Ahora iba a comprobar cuánta razón tenía su madre con aquel consejo. Desprovista de compañía y protección, era prácticamente lo único que le quedaba.

En el baño, abrió el grifo de la ducha al máximo, pero no se introdujo en ella. En lugar de eso, abrió uno de los cajones que había al lado del lavabo y sacó de allí una pequeña cajita. Una parte de su "kit".

Abrió el estuche y vació su contenido en el pequeño trozo de mármol que sobresalía por el costado derecho del mueble del baño. Cogió un pequeño palito que había salido del estuche, y con éste movió y arrejuntó lo que parecían cuatro o cinco motitas de polvo que también habían caído de la cajita. Después, cogió el último elemento que había allí, una minúscula jeringa. Con mucho cuidado, metió una de las motitas de polvo en la jeringa y la rellenó con una gotita de agua. Aquella jeringa tenía el tamaño aproximado de una chincheta, y Aliz se la colocó entre los dedos anular y corazón, probando su maniobrabilidad.

Cuando estuvo satisfecha, con el palito, volvió a meter las otras motitas de polvo en el estuchito, y éste en el cajón del baño.

Cogió la jeringa y salió de nuevo a la habitación.
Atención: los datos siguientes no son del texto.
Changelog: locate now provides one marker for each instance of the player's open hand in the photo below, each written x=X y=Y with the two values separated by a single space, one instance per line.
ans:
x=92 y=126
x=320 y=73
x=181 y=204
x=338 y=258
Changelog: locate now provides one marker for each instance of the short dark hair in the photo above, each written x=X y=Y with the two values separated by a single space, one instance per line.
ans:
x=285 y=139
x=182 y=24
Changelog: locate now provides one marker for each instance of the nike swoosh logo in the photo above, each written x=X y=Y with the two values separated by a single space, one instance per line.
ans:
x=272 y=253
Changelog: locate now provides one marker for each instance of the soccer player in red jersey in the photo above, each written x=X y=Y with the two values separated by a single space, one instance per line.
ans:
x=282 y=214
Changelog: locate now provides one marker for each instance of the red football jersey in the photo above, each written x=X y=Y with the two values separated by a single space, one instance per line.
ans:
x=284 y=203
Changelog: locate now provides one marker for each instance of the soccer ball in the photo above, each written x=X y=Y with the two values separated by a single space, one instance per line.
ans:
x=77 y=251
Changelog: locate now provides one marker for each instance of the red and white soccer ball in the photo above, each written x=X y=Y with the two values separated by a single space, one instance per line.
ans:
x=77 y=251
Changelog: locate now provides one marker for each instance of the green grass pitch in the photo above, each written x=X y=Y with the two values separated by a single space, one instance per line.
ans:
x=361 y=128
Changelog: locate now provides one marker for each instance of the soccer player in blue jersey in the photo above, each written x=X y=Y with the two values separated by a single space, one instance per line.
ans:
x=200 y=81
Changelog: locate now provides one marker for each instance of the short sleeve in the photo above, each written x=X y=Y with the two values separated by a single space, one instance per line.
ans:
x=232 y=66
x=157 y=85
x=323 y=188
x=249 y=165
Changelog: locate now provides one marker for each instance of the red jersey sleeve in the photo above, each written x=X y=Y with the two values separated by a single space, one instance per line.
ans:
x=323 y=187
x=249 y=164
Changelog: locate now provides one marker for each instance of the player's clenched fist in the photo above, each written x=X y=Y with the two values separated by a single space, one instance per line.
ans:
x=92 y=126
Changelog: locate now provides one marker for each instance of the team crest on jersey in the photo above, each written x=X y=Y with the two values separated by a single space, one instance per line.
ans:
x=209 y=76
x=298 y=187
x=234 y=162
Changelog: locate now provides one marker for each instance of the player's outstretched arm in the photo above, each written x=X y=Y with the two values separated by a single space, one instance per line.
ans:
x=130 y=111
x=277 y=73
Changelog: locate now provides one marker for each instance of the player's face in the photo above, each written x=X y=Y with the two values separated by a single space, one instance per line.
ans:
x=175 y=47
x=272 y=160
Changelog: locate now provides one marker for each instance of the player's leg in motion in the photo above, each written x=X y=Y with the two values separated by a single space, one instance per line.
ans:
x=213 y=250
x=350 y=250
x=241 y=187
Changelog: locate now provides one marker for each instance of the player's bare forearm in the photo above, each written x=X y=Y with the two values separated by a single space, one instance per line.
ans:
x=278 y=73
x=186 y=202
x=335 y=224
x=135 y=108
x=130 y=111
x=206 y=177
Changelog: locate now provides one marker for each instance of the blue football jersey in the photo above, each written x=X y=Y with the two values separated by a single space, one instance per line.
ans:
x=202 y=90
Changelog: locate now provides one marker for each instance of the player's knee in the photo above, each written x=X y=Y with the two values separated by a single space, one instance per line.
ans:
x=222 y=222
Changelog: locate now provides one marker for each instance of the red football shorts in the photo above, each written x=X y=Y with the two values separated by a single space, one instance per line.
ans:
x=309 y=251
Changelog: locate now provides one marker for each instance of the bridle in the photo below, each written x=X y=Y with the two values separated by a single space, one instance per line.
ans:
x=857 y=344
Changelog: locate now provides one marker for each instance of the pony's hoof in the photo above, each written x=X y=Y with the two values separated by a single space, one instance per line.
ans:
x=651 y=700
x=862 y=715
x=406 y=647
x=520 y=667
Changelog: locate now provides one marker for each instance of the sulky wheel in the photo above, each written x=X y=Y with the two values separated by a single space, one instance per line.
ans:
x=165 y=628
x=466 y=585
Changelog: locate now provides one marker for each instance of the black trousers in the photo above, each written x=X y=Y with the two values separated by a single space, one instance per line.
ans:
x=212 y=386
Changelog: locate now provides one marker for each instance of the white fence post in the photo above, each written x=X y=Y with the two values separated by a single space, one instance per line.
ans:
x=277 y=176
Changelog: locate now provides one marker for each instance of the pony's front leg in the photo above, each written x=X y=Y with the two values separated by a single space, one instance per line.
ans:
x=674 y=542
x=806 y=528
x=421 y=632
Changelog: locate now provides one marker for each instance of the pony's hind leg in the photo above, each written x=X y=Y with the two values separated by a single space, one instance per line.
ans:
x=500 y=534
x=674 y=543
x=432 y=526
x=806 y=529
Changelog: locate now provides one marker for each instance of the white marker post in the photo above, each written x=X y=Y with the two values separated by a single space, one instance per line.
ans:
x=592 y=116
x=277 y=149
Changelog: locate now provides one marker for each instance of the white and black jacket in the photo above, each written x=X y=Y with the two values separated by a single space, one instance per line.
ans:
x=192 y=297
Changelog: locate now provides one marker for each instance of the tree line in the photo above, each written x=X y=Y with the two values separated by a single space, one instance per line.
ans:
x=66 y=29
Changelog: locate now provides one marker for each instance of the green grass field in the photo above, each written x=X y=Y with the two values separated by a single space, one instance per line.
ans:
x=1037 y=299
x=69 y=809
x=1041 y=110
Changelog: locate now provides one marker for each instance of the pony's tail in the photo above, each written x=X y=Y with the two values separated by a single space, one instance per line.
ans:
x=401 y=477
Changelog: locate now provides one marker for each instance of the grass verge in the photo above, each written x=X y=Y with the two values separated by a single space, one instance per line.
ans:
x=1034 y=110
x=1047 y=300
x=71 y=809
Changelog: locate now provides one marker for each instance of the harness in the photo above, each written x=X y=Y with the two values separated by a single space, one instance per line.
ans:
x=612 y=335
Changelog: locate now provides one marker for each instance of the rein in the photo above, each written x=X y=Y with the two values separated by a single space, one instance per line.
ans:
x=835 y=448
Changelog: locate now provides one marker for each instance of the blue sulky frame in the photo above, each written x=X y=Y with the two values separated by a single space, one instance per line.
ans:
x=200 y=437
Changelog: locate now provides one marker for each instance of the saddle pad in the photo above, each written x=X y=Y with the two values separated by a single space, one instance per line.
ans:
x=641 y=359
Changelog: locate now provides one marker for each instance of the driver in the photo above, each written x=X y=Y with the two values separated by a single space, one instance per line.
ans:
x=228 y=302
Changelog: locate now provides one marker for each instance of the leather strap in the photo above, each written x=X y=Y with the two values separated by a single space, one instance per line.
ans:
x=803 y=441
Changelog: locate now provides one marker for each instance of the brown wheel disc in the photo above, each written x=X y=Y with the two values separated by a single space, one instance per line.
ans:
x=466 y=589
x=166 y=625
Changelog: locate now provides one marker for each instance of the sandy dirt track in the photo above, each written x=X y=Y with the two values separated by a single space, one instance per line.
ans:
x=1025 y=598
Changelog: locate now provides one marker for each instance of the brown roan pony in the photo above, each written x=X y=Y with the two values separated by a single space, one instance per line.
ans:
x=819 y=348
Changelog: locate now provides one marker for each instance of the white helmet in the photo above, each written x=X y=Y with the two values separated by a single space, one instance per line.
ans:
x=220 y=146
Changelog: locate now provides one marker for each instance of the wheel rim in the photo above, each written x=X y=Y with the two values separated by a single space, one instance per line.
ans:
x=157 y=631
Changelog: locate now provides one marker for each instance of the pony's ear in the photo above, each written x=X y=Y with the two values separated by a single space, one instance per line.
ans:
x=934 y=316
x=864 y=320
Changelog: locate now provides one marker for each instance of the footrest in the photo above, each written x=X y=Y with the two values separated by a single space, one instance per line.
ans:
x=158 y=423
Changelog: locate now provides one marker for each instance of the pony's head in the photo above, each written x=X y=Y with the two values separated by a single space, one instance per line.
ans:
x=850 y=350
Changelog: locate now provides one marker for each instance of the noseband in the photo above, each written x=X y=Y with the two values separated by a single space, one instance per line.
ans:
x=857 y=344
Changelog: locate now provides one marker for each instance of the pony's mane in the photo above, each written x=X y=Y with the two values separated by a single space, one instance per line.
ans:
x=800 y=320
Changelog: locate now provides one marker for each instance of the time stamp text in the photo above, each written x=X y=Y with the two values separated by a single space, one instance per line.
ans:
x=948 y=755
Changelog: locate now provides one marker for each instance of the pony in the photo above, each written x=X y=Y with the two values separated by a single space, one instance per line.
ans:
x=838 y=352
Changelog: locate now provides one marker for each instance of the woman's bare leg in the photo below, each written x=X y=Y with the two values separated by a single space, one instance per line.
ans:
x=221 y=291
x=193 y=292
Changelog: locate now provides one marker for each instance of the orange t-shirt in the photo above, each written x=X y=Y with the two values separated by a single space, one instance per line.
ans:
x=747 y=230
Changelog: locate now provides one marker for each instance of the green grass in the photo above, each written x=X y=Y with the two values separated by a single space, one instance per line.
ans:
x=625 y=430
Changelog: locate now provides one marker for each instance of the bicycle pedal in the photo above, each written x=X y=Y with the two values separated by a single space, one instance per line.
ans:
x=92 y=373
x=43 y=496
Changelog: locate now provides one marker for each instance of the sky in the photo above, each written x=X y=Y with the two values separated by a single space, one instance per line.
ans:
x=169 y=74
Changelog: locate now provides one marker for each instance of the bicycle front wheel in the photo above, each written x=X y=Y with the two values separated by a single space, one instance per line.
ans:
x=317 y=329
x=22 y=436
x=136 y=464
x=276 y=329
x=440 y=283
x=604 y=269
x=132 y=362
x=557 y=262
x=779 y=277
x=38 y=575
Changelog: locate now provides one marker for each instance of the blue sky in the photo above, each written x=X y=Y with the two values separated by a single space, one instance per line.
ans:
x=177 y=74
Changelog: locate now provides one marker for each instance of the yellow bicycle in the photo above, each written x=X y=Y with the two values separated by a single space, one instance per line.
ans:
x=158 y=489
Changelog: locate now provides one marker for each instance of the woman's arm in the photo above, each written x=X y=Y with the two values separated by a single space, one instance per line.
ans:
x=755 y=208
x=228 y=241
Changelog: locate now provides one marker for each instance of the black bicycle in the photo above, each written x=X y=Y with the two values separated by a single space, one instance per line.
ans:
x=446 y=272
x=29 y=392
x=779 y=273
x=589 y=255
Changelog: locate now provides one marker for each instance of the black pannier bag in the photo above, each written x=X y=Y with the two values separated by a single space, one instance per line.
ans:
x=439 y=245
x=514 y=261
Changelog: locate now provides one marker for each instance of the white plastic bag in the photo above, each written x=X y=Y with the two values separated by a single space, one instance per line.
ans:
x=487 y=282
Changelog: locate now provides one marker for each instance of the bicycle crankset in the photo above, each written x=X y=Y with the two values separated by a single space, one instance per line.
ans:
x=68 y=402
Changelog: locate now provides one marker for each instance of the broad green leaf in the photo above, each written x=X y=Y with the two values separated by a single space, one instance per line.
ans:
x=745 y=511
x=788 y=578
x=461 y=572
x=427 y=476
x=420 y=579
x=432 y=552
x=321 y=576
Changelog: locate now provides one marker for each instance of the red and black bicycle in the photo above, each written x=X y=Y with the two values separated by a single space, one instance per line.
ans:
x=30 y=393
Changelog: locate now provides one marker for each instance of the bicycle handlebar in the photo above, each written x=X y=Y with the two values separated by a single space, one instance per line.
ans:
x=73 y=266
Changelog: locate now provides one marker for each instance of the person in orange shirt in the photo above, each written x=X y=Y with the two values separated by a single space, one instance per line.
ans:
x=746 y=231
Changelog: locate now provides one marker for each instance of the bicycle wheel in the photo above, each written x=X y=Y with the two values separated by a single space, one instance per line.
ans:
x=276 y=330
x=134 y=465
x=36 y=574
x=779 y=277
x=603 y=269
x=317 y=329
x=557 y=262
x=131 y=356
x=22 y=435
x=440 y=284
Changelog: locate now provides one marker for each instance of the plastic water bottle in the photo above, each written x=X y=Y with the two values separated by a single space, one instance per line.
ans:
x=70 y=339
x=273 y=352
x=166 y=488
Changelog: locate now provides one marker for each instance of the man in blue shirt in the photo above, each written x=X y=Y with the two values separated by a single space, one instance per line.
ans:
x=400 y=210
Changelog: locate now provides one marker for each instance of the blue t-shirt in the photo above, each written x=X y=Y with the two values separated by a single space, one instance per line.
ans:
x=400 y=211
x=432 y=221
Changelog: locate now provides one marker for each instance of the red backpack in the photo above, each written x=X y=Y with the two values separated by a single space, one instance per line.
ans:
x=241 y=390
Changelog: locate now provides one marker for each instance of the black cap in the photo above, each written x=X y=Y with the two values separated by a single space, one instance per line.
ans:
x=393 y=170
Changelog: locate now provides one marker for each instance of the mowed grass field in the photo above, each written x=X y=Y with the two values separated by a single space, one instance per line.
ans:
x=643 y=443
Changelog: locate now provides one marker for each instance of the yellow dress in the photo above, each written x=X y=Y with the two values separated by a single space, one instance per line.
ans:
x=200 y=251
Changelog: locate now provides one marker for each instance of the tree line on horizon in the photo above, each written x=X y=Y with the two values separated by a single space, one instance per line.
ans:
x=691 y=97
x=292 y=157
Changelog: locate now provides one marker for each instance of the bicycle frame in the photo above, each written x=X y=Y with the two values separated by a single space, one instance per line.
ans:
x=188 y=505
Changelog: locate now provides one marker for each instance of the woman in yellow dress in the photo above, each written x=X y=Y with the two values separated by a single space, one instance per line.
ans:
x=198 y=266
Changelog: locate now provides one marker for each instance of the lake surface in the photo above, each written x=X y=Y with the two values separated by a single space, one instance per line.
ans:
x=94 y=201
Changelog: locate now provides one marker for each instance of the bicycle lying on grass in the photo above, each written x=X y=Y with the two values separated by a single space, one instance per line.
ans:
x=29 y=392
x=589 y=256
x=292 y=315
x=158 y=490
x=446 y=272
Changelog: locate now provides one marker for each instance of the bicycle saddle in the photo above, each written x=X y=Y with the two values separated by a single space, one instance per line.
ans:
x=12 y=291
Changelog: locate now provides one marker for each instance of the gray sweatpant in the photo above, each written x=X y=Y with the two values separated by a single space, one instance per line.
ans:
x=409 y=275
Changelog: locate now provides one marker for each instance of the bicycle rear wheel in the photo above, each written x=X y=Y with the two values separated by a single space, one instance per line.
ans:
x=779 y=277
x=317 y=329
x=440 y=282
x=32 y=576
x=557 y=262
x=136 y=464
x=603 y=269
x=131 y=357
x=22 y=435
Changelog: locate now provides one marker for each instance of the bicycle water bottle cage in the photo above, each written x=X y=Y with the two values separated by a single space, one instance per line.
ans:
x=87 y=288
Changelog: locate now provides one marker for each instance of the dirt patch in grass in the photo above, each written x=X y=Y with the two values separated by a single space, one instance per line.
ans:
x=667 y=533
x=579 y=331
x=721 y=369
Allí, se forzó a recordar todas las cosas malas que le habían pasado en los últimos tiempos, tratando de hacerse llorar. No le costó demasiado y cuando estaba a lágrima viva, agarró el comunicador de la habitación.

Cuando la persona que estaba de servicio le contestó, ella empezó a gritar como una loca y a llorar con grandes llantos, diciendo que le habían robado y que quería ver a Manuel. El polaco se presentó allí en menos de cinco minutos.

—¿Qué ha pasado, Aliz? Me acaban de avisar… —Le dijo, nada más abrirle la puerta de la habitación.

—¡¡¡Me han robado mi pulsera!!! ¡¡¡Mi pulsera, Manuel!!!, ¿Por qué todo me pasa a mí? ¡Yo lo hago lo mejor que puedo! —Aliz lloraba y se mostraba como una piltrafilla indefensa, actuando lo mejor que sabía. Y al parecer, eso era bastante bien.

—Tranquila. Lo solucionaremos. Ha debido ser en el mercado ¿Era muy valiosa?

—¿Valiosa? Manuel, ¡era mi conexión con la emperatriz! ¡Así de valiosa era! Ahora no puedo hablar con ella.

—La recuperaremos. Voy ahora mismo a enviar patrullas a la zona. Algo así no puede andar por ahí descontrolado.

Con cada frase, Aliz se convencía más de que estaba haciendo lo correcto. Aquel desgraciado trataba de hacer como que él no tenía nada que ver. Ella no tenía ninguna duda.

—¡No puedo más! —dijo, y se lanzó a sus brazos, llorando.

Manuel se agachó un poco y la abrazó. Ella apretó bien fuerte.

Dos minutos después, lo veía alejarse por el pasillo, rascándose en el lomo, justo donde ella había clavado la aguja con aquel microscópico micrófono.

Ahora era ella quien tenía la sartén por el mango.

Corrió hacia el baño y sacó del cajón otro pequeño estuchito, de similar tamaño al anterior. Lo abrió y sacó un auricular. Pasó la siguiente media hora tratando de sintonizar la frecuencia exacta a la que emitía aquel micro. Sabía que la potencia era suficiente como para seguir a Manuel allá donde estuviera en la Tierra, siempre que no cruzara de hemisferio.

Finalmente encontró la frecuencia y cuando lo hizo, escuchó buena parte de la conversación telefónica que Manuel tuvo con Lola. Y aquello fue solo el principio.